Russland-Sanktionen kosten Niederlande 300 Millionen Euro

Die russischen Sanktionen gegen Agrarimporte aus dem Westen kosten die niederländischen Exporteure mindestens 300 Millionen Euro. Diese Schätzung gab das niederländische Statistikamt am Dienstag bekannt. Demnach wurden 2013 Lebensmittel im Wert von 500 Millionen Euro nach Russland verkauft, von Obst über Gemüse bis Molkereiprodukte. Diese Ausfuhren hätten für die Unternehmen etwa 300 Millionen Euro an Gewinnen gebracht. Die Niederlande sind der weltweit zweitgrößte Exporteur landwirtschaftlicher Produkte.

Russland hat als Reaktion auf die Sanktionen der EU und der USA ein Einfuhrverbot für westliche Agrar-Erzeugnisse verhängt. Darunter fallen neben Obst und Gemüse auch Fleisch-, Fisch- und Molkerei-Produkte. Bis dato gingen rund zehn Prozent aller Agrarexporte der EU nach Russland.

Der Landwirtschaftsminister Polens versichert, dass die Bauern, die vom Verbot betroffen sind, Hilfe erhalten sollen: „Ich möchte, dass unsere Produzenten von der EU die besten Entschädigungen wie nur möglich erhalten, um so zumindest die Produktionskosten zu decken.

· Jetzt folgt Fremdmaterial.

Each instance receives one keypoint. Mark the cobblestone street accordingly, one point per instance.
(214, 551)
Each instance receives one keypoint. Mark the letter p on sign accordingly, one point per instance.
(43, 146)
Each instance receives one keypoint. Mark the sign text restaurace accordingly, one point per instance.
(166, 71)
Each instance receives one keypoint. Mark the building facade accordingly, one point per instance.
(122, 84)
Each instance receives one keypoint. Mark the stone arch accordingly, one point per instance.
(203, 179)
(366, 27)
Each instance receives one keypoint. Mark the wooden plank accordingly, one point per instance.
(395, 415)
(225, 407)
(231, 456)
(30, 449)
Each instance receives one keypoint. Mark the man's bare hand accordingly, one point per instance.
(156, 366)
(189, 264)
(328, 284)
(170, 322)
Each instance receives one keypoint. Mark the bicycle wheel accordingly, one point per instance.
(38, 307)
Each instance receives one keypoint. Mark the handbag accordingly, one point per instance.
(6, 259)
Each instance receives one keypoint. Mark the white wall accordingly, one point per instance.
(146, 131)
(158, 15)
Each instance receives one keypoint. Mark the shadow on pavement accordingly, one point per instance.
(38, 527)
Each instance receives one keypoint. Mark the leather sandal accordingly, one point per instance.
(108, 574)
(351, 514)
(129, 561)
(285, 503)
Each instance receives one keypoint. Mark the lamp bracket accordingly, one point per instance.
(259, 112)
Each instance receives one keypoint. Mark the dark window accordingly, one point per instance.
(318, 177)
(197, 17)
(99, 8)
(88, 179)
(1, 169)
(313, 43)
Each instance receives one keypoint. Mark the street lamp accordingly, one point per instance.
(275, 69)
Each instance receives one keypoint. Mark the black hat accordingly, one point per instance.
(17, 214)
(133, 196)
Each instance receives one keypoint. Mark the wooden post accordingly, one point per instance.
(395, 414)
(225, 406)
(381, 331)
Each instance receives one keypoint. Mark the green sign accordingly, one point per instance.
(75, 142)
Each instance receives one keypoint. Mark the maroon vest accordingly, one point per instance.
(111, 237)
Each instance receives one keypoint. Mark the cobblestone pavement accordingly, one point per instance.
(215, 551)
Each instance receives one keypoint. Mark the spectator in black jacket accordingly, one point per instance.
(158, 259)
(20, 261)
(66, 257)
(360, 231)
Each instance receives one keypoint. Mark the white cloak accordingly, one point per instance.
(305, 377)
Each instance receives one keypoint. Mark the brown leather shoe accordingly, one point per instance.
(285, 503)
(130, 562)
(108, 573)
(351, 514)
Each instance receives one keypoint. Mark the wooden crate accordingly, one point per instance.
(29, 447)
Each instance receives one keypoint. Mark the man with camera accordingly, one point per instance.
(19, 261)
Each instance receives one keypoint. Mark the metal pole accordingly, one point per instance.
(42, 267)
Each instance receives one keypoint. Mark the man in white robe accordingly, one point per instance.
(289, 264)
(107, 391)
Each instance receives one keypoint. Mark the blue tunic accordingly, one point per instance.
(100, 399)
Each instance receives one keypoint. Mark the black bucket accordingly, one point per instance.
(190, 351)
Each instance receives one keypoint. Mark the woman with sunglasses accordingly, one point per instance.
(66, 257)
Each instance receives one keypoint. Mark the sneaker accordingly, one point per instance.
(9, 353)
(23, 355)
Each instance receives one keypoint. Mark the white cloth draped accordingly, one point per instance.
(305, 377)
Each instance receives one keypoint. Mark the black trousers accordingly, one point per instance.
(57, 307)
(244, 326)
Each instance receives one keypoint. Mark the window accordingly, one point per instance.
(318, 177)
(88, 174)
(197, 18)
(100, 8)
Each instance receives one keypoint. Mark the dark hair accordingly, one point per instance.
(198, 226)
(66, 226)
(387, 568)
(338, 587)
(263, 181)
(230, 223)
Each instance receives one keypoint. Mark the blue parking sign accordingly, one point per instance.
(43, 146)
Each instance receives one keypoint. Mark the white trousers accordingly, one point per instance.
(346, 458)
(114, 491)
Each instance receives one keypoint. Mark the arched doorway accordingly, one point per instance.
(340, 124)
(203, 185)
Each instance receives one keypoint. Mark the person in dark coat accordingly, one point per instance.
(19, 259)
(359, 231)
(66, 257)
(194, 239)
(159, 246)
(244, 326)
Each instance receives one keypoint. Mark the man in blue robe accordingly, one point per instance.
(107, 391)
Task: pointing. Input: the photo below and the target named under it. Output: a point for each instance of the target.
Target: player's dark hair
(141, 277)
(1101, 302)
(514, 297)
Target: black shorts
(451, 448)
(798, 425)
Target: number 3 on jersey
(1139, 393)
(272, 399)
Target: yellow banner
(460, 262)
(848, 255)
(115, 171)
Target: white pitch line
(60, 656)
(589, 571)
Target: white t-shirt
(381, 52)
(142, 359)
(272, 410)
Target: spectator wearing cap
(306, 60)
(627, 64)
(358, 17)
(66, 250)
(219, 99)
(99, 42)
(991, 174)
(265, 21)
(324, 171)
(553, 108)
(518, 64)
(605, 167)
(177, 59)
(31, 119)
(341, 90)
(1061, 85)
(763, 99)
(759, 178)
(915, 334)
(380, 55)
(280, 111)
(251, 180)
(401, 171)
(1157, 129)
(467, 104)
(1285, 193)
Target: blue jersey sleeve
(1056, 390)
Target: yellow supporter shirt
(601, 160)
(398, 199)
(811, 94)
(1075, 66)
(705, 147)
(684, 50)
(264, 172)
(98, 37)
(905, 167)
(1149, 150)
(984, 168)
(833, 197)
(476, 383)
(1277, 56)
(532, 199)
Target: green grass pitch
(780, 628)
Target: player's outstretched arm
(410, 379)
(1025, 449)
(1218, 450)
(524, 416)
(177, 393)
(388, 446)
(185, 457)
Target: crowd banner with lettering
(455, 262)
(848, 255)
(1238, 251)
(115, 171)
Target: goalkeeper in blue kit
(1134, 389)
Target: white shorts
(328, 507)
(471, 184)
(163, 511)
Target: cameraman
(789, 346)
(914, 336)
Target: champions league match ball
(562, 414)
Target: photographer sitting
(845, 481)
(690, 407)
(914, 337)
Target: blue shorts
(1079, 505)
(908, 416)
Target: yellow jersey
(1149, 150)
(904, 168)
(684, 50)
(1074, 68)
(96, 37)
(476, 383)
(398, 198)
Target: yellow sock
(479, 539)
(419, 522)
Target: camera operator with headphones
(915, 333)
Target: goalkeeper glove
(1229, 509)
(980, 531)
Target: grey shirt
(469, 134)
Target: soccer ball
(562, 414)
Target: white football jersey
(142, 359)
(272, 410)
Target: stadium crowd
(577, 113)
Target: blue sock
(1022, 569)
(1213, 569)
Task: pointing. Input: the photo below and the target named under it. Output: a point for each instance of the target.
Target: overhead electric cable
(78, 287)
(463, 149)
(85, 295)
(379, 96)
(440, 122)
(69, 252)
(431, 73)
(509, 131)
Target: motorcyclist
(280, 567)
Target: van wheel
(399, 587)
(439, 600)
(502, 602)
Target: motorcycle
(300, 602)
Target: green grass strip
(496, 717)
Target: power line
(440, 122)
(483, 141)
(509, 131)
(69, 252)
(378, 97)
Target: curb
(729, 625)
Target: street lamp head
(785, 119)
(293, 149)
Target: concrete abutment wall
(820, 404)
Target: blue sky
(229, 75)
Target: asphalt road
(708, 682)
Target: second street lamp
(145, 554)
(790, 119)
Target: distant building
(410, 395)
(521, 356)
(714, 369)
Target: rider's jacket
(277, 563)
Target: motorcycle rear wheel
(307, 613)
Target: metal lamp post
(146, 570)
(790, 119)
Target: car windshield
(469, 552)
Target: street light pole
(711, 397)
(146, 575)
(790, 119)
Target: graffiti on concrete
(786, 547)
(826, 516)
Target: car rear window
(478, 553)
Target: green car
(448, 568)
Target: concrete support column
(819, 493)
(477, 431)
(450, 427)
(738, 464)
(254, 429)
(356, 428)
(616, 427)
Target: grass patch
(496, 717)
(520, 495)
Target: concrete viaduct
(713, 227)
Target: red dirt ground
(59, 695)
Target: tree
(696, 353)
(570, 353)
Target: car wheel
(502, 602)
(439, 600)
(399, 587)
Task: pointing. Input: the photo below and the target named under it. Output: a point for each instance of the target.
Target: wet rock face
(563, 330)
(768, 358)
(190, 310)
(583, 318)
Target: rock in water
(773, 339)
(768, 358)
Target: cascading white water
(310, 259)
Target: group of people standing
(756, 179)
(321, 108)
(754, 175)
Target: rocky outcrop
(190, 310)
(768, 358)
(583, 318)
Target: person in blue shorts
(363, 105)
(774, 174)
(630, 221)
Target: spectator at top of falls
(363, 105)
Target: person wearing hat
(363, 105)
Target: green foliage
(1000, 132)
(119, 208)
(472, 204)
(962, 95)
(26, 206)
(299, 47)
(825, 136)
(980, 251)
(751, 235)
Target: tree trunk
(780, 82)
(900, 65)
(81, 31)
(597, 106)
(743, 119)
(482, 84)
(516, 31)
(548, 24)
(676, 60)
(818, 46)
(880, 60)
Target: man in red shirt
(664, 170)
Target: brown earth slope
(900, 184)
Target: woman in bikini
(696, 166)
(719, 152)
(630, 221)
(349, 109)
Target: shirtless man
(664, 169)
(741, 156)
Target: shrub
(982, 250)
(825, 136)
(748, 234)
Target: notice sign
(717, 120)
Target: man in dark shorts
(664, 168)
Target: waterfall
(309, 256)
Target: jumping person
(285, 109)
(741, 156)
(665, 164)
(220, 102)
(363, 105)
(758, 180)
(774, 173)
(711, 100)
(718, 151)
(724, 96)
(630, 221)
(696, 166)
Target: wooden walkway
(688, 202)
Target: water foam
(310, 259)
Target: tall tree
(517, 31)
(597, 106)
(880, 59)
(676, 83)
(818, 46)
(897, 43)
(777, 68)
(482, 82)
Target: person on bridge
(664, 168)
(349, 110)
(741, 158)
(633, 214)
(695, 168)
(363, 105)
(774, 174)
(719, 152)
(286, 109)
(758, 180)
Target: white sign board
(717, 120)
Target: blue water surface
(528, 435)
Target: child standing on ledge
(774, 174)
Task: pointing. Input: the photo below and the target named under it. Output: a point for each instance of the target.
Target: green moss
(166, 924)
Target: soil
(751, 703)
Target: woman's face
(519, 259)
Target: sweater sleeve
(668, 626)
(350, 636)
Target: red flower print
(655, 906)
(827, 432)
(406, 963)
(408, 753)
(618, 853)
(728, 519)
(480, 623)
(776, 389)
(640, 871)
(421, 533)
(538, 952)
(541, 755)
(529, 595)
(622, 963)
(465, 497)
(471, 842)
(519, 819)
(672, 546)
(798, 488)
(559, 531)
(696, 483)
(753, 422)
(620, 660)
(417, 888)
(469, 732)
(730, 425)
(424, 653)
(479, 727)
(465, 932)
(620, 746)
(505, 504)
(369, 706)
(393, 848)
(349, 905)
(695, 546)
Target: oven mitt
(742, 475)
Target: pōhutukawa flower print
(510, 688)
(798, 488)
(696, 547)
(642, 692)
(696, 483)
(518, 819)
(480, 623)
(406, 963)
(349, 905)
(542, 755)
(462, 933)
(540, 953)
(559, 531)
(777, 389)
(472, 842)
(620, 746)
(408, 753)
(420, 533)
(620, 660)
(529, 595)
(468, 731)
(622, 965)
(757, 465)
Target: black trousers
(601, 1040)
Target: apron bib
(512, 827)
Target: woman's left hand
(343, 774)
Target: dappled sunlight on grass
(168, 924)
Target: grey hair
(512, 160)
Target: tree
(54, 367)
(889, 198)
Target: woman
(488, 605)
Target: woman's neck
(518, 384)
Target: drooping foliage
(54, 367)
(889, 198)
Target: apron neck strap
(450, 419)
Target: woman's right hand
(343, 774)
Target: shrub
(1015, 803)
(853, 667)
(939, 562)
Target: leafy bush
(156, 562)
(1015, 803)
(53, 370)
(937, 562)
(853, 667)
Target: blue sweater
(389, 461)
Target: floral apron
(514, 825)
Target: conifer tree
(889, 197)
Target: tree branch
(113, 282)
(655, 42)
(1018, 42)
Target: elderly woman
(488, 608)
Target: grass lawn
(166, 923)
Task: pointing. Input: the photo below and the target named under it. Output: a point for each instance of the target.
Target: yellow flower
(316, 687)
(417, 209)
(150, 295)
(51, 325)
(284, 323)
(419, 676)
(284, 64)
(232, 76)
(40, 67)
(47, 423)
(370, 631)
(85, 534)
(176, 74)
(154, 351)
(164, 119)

Es ist nicht ihre Schuld, und es ist auch nicht die Schuld Polens“, so Marek Sawicki. Der Schaden soll sich auf rund 500 Millionen Euro belaufen, berichtet Polskie Radio.

Die EU will den vom russischen Importverbot betroffenen Obst- und Gemüsebauern mit bis zu 125 Millionen Euro helfen. Das Geld werde noch bis Ende November zur Verfügung gestellt, erklärte Agrarkommissar Dacian Ciolos am Montag in Brüssel. Betroffen sind etwa Erzeuger von Tomaten, Blumenkohl, Pilzen, Weintrauben oder Gurken. Diese Produkte können nicht eingelagert oder in anderen Ländern verkauft werden. Die Kommission hatte in der vergangenen Woche bereits Hilfen für Pfirsich- und Nektarinenbauern angekündigt. D

Russland hat die Einfuhr von Fleisch, Fisch, Milchprodukten, Obst und Gemüse aus den USA, der EU, Kanada, Australien und Norwegen für die Dauer von einem Jahr verboten. Damit reagiert die Regierung in Moskau auf Strafmaßnahmen wegen des Konfliktes in der Ukraine.

Russland droht damit, die Maßnahmen auf die ganze EU auszuweiten (mehr hier). Außerdem erwägen die Russen, den Import von westlichen PKW zu verbieten, sollte die EU weitere Sanktionen verhängen.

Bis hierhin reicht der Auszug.